Analysis of Algorithms in Learning Theory and Network Analysis of Knowledge Bases
thesisposted on 01.11.2015 by Dimitrios Diochnos
In order to distinguish essays and pre-prints from academic theses, we have a separate category. These are often much longer text based documents than a paper.
This thesis is concerned with problems that arise in learning theory as well as with an investigation, using the tools of network analysis, of a popular commonsense knowledge base that is publicly available online and reasoning with the knowledge that is available in the database. We study the evolvability of monotone conjunctions through an intuitive neighborhood under the uniform distribution, give a structure theorem of best approximations, and improve the previous known results. We show the existence of local optima under $\mu$-nondegenerate product distributions for the same algorithm. Using covariance as the fitness metric we prove a similar structure theorem as well as the evolvability of short monotone conjunctions under these distributions. Using points from the moment curve we show that the VC dimension of $d$-dimensional halfspaces is $\Omega(d\lg r)$ under the multiple-instance learning framework, matching the previous known upper bound. This result is also shown to hold over any large point set in general position. Further, it is shown that the hypothesis finding problem is NP-complete.
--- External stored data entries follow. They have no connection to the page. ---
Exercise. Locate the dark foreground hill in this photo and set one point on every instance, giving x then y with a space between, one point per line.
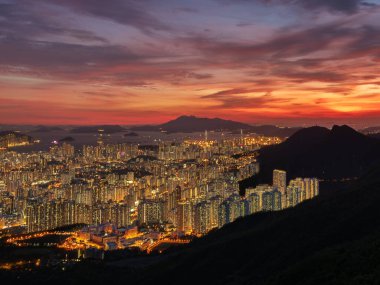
319 152
332 240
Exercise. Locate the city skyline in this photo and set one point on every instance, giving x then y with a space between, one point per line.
147 62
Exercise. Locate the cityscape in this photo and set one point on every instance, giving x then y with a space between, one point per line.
226 142
141 194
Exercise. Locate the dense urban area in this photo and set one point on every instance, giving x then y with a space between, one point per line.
144 197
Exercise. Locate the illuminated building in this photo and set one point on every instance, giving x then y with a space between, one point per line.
279 180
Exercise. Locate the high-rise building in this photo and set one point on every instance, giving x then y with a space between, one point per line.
202 218
279 180
150 212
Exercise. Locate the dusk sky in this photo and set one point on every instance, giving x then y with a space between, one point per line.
287 62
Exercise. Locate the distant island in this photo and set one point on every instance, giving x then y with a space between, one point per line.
189 124
131 134
109 129
47 129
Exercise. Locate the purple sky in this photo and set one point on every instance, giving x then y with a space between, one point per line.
128 62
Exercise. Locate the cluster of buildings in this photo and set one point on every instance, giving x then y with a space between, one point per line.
189 187
10 139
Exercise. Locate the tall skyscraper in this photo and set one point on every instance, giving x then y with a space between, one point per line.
279 180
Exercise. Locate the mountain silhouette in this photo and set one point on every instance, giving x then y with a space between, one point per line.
319 152
189 124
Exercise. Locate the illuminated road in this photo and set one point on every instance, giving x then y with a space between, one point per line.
156 244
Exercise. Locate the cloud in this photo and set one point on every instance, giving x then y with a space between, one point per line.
134 13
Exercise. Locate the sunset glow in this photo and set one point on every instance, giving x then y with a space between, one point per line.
137 62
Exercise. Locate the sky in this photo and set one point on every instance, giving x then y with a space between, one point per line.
285 62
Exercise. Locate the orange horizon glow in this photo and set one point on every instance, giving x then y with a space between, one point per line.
181 59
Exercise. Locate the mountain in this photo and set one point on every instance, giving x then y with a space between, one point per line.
331 240
109 129
47 129
319 152
188 124
375 135
334 240
371 130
The disagreement coefficient of a concept class for a fixed distribution can be used to give bounds for the label complexity of active learning. We study the disagreement coefficient of monotone conjunctions under the uniform distribution and compute tight, or almost tight, asymptotic lower and upper bounds for every target. This is the first time that the disagreement coefficient is studied for Boolean concept classes. We are investigating the commonsense knowledge base ConceptNet 4 using the tools of network analysis. We identify missing links, spurious links, as well as provide additional knowledge to be added in ConceptNet. Using variants of spreading activation techniques we use the database for question answering and explain, as well as improve, candidate answers for the same questions from a previous study that relied in a low-rank approximation of the adjacency matrix. Aiming to add general rules for further reasoning we mine frequent triples from ConceptNet. This mining approach also identifies incorrect assertions already in ConceptNet. Finally, we also identify rules that may make sense as factual statements about the world but not in terms of natural language usage.